Far too many Democrats are still in denial, and desperately trying to avoid the obvious conclusions about their stunning collapse at every level in the 2016 election.

During the campaign, when Hillary Clinton and the media widely expected the "blue wall" of Rust Belt states (Wisconsin, Michigan, and Pennsylvania) to remain in Democratic hands, no one raised any objections to the system under which this country has elected its executive since 1792. Democrats from Clinton down scorned Donald Trump for suggesting that electoral results were worth checking before accepting them. "Horrifying," Clinton remarked when Trump refused to commit to an unquestioning acceptance on Election Night.

Five weeks later, Democrats and the media have seized on the Russians as their latest explanation for losing the presidency, and in a panic, are questioning the legitimacy of the outcome. That is based on a CIA analysis that the Russian government deliberately acted to assist Trump. But remember, the White House has repeatedly stated that there is no evidence of Russian hacking in the voting process. And while WikiLeaks' release of hacked Democratic emails certainly didn't do the Clinton campaign any favors, there's hardly definitive proof that these revelations clearly and directly changed voter behavior on some massive scale.

But the panic over Russian meddling is nothing compared to Democrats' shifting attitudes about the Electoral College. Democrats have gone from total apathy before the election to total outrage in its immediate aftermath.
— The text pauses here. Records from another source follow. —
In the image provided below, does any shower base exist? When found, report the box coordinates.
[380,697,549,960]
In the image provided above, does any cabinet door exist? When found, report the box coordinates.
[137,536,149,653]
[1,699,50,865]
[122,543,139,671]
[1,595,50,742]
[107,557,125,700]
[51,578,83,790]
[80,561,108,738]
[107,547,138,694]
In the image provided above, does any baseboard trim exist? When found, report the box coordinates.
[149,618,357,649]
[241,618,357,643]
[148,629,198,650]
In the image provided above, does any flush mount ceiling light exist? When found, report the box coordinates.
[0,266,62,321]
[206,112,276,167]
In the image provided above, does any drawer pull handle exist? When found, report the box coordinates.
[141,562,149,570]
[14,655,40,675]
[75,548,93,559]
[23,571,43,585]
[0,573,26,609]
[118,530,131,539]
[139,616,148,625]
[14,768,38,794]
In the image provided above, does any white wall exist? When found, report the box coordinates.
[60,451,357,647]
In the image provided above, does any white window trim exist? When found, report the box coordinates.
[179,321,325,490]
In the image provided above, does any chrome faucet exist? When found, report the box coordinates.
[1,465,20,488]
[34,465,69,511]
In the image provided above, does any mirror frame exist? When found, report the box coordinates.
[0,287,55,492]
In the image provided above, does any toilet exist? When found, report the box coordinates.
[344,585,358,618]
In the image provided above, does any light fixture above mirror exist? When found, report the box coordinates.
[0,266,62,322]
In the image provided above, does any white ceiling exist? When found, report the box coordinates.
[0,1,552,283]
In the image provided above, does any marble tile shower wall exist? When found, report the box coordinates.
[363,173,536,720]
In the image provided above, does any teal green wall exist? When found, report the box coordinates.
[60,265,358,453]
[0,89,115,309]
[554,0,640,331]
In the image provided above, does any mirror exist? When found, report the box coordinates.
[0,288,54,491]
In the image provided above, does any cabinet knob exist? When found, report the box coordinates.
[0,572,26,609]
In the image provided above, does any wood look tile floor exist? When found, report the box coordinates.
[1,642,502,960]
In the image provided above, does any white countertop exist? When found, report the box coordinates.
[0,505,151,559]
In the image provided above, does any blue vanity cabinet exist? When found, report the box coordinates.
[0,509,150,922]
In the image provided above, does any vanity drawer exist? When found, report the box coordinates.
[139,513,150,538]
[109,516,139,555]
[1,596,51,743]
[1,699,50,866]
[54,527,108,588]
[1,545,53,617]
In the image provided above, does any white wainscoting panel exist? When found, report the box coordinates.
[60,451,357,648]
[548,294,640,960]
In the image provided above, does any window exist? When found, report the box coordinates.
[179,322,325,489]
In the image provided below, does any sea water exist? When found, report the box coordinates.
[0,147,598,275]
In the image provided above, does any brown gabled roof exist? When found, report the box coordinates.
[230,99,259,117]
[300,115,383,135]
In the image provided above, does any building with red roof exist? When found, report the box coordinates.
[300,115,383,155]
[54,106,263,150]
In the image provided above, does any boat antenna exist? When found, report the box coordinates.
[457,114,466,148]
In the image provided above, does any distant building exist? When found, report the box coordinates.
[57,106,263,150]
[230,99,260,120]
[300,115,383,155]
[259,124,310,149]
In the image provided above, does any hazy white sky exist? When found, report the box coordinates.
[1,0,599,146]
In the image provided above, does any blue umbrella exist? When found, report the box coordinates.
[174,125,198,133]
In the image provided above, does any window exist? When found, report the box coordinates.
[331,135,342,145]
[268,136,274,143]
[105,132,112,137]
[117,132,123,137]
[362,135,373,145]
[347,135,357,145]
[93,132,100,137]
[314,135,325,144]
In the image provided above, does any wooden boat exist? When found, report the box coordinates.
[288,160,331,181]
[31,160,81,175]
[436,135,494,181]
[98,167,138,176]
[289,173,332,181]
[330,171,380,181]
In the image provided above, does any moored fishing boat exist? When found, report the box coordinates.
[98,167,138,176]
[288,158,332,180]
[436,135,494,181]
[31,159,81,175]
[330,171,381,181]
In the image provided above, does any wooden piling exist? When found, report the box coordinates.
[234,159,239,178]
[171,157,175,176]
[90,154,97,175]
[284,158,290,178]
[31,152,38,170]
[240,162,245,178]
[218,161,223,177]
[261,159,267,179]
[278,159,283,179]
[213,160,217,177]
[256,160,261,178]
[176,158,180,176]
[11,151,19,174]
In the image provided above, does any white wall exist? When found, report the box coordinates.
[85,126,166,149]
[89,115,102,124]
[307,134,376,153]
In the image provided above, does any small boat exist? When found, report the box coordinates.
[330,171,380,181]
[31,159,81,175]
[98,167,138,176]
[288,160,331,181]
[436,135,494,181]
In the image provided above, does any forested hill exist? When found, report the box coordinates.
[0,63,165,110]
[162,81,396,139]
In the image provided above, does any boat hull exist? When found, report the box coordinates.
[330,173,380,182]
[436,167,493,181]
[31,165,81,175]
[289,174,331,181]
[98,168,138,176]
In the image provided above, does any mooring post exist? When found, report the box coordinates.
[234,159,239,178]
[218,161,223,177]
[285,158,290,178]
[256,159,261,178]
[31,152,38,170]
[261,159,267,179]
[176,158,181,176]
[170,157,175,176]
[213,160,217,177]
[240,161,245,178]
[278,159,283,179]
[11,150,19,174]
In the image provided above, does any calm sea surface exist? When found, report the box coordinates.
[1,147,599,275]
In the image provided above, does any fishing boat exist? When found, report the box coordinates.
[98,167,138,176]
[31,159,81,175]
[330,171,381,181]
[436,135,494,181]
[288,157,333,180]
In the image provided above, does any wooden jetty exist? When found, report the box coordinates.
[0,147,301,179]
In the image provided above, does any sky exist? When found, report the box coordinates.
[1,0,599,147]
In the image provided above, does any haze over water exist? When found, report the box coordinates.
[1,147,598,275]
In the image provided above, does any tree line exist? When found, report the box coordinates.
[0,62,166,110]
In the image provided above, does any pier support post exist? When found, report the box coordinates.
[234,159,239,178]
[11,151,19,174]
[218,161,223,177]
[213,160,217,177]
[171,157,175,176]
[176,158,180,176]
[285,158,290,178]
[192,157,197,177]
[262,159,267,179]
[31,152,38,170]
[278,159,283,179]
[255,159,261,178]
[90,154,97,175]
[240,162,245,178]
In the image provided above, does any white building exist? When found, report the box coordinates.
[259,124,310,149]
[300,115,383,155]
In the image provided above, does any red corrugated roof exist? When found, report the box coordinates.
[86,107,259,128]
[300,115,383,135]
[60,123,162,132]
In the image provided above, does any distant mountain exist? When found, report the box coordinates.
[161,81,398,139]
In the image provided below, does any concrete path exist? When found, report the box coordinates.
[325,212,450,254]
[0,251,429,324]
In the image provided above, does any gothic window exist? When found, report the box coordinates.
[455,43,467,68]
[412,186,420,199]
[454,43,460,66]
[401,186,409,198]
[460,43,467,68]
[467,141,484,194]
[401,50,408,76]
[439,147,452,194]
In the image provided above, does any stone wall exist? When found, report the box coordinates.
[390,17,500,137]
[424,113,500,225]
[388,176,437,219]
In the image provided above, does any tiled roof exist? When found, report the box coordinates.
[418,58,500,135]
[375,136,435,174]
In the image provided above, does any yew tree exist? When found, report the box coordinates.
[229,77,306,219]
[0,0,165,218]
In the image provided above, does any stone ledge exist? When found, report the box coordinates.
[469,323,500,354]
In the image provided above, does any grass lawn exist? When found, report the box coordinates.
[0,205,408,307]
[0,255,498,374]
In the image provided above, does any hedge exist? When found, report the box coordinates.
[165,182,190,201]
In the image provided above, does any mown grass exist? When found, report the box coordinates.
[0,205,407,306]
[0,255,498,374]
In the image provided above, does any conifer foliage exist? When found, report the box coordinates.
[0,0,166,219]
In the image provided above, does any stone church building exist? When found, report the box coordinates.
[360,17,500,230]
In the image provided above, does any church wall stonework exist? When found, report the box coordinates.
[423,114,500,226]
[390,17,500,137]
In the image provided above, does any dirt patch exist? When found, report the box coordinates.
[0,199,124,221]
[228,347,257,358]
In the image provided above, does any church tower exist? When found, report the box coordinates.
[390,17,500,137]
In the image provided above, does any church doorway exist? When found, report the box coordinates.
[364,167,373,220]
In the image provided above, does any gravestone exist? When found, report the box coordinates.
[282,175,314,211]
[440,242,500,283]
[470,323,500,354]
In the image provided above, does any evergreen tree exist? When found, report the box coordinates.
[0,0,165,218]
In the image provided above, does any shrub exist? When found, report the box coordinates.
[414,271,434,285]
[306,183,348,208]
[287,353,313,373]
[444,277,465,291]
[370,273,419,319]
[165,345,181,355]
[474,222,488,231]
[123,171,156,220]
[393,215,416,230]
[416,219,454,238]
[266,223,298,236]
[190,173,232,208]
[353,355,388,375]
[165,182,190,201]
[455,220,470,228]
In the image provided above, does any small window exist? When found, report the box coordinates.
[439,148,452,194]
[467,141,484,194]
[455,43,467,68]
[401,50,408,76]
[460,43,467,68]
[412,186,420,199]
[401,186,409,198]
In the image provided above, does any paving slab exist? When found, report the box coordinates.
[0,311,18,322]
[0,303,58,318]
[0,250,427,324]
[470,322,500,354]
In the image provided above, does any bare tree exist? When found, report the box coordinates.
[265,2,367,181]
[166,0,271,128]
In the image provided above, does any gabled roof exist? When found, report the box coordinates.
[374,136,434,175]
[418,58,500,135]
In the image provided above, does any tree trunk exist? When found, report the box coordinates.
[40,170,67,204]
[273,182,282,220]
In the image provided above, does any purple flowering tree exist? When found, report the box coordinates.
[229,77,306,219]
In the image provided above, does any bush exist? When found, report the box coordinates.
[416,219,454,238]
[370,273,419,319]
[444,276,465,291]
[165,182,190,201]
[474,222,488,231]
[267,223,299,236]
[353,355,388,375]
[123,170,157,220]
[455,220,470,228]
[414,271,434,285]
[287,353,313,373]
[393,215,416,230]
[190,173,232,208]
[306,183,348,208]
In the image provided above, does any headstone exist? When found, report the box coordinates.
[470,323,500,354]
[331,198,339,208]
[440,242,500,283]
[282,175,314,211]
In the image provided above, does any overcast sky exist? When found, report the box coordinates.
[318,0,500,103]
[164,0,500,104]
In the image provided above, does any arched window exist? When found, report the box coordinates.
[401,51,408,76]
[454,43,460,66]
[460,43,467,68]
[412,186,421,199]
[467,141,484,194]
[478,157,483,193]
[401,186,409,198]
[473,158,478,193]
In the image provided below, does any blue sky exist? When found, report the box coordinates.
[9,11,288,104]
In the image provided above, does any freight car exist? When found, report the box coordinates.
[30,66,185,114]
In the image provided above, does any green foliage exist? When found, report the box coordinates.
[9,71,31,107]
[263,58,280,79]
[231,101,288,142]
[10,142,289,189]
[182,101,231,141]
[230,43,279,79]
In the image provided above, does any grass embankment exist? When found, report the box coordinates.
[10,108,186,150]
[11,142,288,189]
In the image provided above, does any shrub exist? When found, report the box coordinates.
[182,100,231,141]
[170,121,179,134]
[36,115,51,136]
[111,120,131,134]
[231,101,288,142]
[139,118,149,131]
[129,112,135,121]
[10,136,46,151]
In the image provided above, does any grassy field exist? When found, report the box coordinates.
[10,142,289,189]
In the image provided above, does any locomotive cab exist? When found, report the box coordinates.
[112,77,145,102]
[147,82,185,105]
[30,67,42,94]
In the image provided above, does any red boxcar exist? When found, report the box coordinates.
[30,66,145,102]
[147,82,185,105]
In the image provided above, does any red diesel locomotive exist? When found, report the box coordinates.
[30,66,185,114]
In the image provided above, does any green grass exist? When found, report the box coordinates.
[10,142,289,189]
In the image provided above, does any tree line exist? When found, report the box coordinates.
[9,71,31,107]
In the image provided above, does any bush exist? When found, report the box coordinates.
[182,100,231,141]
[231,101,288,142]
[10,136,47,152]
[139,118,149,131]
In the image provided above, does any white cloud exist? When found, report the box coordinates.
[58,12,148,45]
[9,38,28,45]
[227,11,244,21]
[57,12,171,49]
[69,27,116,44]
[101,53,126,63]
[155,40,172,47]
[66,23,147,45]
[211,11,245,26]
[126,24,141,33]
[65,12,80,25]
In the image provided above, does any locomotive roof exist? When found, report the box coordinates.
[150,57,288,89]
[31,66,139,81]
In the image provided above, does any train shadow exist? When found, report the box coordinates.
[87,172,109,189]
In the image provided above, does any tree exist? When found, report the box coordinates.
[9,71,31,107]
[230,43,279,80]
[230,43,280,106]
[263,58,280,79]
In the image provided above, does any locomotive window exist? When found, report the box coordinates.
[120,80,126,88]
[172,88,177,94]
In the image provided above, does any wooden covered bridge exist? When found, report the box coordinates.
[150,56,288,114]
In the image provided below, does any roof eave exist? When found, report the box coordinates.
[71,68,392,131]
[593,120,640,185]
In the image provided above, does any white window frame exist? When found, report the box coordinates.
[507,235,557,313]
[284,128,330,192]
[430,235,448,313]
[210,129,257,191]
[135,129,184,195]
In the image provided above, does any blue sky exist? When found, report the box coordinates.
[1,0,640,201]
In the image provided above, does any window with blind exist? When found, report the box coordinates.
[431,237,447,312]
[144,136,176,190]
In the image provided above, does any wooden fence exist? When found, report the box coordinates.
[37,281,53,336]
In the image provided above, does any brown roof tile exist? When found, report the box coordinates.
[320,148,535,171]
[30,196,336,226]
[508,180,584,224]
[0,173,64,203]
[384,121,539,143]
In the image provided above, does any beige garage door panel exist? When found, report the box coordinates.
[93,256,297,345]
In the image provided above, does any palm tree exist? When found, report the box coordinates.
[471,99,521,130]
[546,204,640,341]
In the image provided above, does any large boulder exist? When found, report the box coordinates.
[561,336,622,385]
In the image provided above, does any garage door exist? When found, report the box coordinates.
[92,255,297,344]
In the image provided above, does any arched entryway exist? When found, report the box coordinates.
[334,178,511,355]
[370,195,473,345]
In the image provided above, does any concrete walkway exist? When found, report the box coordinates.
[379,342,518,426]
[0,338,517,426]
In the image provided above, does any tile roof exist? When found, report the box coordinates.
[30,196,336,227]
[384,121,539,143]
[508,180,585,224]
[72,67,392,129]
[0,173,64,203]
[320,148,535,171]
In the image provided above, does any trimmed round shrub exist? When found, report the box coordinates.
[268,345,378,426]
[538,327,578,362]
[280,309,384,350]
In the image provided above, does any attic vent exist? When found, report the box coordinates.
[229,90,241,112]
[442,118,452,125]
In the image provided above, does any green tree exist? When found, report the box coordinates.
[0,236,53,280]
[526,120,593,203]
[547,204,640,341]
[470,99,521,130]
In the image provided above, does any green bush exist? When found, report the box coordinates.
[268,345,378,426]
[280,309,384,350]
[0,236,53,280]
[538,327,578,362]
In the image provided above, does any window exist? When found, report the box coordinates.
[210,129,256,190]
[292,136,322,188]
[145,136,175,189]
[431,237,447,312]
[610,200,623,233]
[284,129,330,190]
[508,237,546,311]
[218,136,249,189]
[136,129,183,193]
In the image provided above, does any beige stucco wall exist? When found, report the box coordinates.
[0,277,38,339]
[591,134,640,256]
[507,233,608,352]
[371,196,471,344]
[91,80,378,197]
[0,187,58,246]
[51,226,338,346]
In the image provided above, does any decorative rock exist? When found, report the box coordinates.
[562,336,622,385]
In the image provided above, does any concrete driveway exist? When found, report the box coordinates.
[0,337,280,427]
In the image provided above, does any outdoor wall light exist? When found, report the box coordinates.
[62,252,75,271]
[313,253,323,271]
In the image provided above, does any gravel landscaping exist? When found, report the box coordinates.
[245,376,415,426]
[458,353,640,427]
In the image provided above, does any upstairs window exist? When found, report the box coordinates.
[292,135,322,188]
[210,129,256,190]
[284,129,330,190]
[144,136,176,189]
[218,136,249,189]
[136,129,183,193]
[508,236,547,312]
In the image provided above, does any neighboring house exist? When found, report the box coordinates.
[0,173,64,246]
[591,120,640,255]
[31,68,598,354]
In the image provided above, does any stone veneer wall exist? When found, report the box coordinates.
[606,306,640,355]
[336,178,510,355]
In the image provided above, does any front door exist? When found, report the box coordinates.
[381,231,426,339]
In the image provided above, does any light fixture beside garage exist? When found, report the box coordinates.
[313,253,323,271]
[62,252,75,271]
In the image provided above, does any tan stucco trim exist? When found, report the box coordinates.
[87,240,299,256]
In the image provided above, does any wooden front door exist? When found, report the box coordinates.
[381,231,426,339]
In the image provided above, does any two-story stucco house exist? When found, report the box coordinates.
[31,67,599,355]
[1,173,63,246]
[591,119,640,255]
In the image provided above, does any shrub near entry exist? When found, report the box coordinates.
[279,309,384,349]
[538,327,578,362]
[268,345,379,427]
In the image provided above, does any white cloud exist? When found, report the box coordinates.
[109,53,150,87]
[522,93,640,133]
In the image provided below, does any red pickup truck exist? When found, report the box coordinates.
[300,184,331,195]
Many have suddenly decided that the Electoral College is the bulwark of democracy against the dark night of Donald Trump.

In the immediate aftermath of the election, Clinton supporters kept tabs on her expanding popular-vote lead, now up to nearly 3 million. Many Democrats argued that a win in the Electoral College alone made the outcome illegitimate, even though we have used this system for more than two centuries and have had similar outcomes in multiple elections. Outgoing Sen. Barbara Boxer (D-Calif.) demanded an end to the Electoral College, calling it "an outdated, undemocratic system."

That might be because it's not a democratic system; it's a representative system designed to balance the interests of the states in a federalist system. It prevents presidential elections from focusing on the needs of a few highly populous states and forces candidates to appeal to a wider breadth of populations.

But Trump opponents have seized on the Electoral College as a last-gasp measure to change the outcome of the election. Democrats want electors from states Trump won to change their votes, arguing that voters elected them to exercise their judgment. Clinton campaign chair John Podesta demanded intelligence briefings for electors on the Russian hacking threat — the same one they knew about in October when scolding Trump for approaching results with due caution. "Electors have a solemn responsibility under the Constitution," Podesta wrote, "and we support their efforts to have their questions addressed."

Forget the practical issue that any briefing of significance would require 538 electors to get security clearances in the space of a week. Electors do have a "solemn responsibility under the Constitution," but it's not to act as a shadow Congress or a substitute for the voters they represent. They have one job, and one job only: to fulfill in person the results of the presidential election in each of their states. They have no other authority or jurisdiction in the Constitution or by judicial precedent.

A few of the electors have argued otherwise, claiming that voters vested in them an authority to act in exigent circumstances. This is entirely false. So-called "Hamilton electors" in Colorado lost that argument this week, thanks to a ruling from a federal judge appointed by Bill Clinton. Voters cast their general-election ballots for the candidates, not the electors, who are chosen by the parties to serve as proxies for the outcome in each state.

The desperate liberal Electoral College project will fail anyway. Thirty-nine electors demanded the briefing, presumably to justify voting against Trump, but 38 of them are bound to Hillary Clinton already. The one Republican, Chris Suprun of Texas, had already announced his intention to vote for someone other than Trump or Clinton. Trump has a 35-elector edge even without Suprun, and no other Republican electors seem interested in throwing the election to the House of Representatives, or Clinton either.

For better or worse, voters put Donald Trump in the White House. Congress can and should investigate Russian efforts to hack into political organizations and push the executive branch to do a better job in combating such intrusions and attempts at influencing American politics. That will take a realistic approach to governance, for which the incoming Trump administration must prove itself ready to provide. The absurd attempts to overturn the election results demonstrate why Democrats aren't being given that opportunity — at practically every level of government.